Just don’t throw out your notes. You never know when one of those old characters or ideas might be just what your looking for.

Oh and hurry up and order your copy of Chicken Run, Hatching the Movie. For some reason they’re giving them away for next to nothing …

Thursday, May 22, 2008

Why imagining your movie trailer is an excellent idea

What will the trailer for your movie look like? This is a great question to ask yourself at any stage of the writing, but particularly at the stage where you’re still working out the basics. Here are just a few of the reasons why:

It stimulates your imagination. It’s like telling yourself not to think of that incredibly sexy neighbour of yours in their underwear.

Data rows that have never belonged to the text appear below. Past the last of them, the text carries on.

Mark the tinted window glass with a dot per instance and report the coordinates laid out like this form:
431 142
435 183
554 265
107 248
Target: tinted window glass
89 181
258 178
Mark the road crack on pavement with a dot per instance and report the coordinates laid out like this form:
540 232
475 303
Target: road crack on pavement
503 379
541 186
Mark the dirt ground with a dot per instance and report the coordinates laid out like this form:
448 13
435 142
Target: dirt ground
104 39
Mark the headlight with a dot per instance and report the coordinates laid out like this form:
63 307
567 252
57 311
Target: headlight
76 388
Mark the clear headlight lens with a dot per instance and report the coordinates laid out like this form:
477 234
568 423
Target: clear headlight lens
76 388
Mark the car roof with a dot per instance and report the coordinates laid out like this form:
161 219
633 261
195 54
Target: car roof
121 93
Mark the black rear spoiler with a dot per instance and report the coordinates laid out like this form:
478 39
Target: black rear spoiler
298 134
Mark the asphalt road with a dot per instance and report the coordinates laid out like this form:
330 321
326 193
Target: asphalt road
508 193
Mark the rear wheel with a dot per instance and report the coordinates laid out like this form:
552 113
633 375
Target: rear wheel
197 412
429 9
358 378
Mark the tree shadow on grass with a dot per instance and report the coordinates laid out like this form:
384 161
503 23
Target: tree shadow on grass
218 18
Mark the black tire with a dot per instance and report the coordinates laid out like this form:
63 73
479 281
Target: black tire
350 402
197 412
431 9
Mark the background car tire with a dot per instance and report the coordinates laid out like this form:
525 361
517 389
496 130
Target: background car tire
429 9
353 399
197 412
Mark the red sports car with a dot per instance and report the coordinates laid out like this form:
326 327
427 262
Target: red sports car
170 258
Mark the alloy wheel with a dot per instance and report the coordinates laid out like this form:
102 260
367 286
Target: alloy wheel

What’s the first thing that comes to mind when you say that? Exactly.

It gets your creative juices flowing. Everyone knows how trailers work: They create expectations, they evoke associations and feelings by lifting a veil on the film. By hinting at some of the key dramatic moments, the trailer prompts you to unconsciously fill in the gaps. Which is exactly the right frame of mind to be in when thinking about your script.

It can surprise you. Just when you thought you knew what your film was going to be about, along comes an image in your imaginary trailer that says, what if …? Embrace that unexpected image, it might lead you to an amazing new twist.

It yields ideas for key moments in the film. That’s the nature of a trailer. Those climactic, hilarious or decisive moments in your film. The comedy set piece, the cliff-hanger, the bombshell revelation. The moment of betrayal, the discovery of an unsent letter, the deepest, darkest moment when all seems lost, and so on. All theses kinds of images are likely to pop into your mind.

It clarifies what genre(s) your script is in. You automatically picture the trailer in certain hues, at a particular pace, perhaps you hear a soundtrack or a voice-over, perhaps you visualize the taglines appearing, and so on. These are mostly associations with films you’ve seen before, and that’s good. Because every genre, or combination of genres, has its own characteristic type of trailer, and your film is no exception. The stronger your sense is of what kind of film you’re writing, the easier it will be to pitch.

It’s fun to do. Take a little time to watch trailers every now and then. It will remind you why you want to write movies. Don’t skip the trailers next time you watch a rented movie. Or take a look at sites like Coming Soon and Yahoo Trailers and just sit back and enjoy the show for a few minutes!

Tuesday, May 20, 2008

Writing emotional scenes

Most people watch movies because they want to be moved emotionally in some way. They want to laugh uncontrollably, to blubber unashamedly, to tremble in fear, to feel the surge of adrenalin, and so on.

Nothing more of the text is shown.